Several years ago, I found that my old fashioned instincts had gained control of my morning routine. It started when a European power converter fried my electric shaver, and I was forced to replace it with a package of disposable razors from a supermarket in Oxford. Finding the blades more comfortable than the shaver, I never went back to the shaver.
More recently, I began using Old Spice after shave, primarily because I recalled my grandfathers doing so.
Then one night, googling randomly, I thought of looking to see if anyone still sold straight razors. Indeed, they do. I found a great online store called Classic Shaving. Even better, I found a site called RazorCentral which even reprinted a shaving and razor care manual from the 1700s. I was impressed.

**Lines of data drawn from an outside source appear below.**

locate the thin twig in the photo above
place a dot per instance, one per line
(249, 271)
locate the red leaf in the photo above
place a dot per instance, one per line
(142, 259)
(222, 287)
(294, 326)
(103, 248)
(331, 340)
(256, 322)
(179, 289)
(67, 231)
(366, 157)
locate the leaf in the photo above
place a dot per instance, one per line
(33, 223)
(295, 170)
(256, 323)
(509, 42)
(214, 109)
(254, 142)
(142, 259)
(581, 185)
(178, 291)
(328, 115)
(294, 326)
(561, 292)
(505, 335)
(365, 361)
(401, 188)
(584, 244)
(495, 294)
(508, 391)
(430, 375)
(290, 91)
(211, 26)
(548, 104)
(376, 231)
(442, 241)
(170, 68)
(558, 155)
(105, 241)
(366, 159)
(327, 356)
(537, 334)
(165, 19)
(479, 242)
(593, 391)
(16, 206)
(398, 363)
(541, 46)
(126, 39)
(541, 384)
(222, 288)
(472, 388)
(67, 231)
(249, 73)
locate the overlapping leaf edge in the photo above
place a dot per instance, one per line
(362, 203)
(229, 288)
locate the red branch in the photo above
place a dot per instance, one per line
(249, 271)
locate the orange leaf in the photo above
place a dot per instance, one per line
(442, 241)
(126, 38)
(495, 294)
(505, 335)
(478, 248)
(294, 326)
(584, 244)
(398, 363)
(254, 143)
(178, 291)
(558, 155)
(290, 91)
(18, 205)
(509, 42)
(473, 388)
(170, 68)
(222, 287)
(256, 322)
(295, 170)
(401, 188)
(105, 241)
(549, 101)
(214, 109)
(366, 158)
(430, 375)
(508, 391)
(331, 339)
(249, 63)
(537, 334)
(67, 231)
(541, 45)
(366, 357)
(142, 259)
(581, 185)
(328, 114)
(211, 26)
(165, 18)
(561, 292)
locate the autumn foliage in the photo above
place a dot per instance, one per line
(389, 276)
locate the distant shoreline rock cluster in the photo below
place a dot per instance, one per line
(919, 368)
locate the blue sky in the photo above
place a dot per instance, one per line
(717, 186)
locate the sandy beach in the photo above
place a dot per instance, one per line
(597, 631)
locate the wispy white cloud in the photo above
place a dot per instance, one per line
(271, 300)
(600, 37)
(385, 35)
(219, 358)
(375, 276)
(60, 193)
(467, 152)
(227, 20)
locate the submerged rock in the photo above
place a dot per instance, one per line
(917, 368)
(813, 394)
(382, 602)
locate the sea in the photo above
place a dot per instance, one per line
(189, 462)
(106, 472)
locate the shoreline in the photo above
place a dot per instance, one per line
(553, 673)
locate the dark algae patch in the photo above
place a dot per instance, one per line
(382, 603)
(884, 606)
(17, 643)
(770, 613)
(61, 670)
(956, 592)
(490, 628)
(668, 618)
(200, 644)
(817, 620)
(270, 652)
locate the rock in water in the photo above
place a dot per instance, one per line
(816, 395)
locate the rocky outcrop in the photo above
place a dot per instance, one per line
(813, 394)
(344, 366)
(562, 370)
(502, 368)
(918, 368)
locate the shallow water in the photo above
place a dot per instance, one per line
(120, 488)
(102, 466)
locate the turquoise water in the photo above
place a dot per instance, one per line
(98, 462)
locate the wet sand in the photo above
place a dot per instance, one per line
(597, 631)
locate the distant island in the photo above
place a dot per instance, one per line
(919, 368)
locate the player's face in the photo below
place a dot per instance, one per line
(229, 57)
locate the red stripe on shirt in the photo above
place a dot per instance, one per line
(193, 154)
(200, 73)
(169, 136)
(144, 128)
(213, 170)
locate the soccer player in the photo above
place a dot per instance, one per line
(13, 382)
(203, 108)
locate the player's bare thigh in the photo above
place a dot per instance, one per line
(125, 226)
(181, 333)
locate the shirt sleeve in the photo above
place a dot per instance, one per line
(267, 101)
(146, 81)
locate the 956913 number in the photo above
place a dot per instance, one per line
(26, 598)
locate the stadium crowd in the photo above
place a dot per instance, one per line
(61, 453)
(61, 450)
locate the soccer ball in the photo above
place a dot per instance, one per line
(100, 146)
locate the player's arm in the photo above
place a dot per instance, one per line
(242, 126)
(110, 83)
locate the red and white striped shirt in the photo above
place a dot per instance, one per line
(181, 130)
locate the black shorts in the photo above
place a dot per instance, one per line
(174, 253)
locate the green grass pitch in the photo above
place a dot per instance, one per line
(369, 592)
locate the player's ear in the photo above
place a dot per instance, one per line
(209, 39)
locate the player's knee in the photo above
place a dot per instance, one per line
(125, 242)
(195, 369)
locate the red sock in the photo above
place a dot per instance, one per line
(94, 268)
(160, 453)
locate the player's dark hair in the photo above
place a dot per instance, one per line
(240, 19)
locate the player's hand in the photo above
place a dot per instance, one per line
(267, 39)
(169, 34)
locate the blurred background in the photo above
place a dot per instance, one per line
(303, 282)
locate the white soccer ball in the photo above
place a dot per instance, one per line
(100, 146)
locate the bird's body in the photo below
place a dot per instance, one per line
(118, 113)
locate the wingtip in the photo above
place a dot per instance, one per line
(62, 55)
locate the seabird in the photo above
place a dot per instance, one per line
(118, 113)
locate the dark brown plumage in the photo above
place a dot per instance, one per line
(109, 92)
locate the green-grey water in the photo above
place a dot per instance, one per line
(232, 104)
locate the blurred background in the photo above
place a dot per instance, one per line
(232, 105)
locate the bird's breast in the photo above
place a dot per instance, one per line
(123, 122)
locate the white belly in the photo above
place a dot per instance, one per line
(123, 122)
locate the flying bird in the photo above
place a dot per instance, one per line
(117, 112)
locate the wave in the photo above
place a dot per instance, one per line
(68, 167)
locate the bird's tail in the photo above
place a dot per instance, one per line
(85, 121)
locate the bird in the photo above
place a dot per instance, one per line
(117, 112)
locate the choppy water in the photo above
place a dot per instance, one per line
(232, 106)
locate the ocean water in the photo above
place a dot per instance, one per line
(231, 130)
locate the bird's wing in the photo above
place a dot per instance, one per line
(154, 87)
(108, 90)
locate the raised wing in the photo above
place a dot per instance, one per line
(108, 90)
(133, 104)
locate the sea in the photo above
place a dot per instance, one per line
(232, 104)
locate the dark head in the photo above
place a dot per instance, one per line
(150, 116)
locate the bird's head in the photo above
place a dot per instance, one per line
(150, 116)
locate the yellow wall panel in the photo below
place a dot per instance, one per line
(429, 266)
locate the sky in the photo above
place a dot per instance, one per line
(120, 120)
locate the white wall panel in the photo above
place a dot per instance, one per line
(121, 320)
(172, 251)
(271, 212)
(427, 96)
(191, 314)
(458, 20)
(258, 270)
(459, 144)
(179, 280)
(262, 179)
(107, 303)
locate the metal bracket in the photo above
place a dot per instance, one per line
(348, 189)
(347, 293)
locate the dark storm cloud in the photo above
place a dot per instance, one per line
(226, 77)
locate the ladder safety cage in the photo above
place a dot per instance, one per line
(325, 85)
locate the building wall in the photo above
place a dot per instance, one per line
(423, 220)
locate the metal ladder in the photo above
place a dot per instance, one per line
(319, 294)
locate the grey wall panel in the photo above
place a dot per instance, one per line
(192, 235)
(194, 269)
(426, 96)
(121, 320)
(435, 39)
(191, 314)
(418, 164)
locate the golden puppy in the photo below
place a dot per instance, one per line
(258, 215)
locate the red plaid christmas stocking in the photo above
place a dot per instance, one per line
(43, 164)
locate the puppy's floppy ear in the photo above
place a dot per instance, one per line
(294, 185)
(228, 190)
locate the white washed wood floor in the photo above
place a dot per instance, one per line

Still, one can't jump into things too quickly, especially when one has limited funds and a hurried morning routine.
So far I've gone from using canned shaving cream to using a cake of shaving soap and a badger hair shaving brush. (Courtesy of a Christmas gift from MrsDarwin.) And more recently I bought an old fashioned double edged safety razor. This is the simpler ancestor of your modern disposable safety razor. Rather than throwing away the whole thing, you remove the head of the razor, throw away the blade, and insert another.
One of these days, though, I'm determined to restore an antique straight razor off Ebay and do the thing properly, or buy one of the nice modern straight razors still produced by European manufacturers. In the mean time, I must satisfy myself with having turned back the clock a mere 90 years.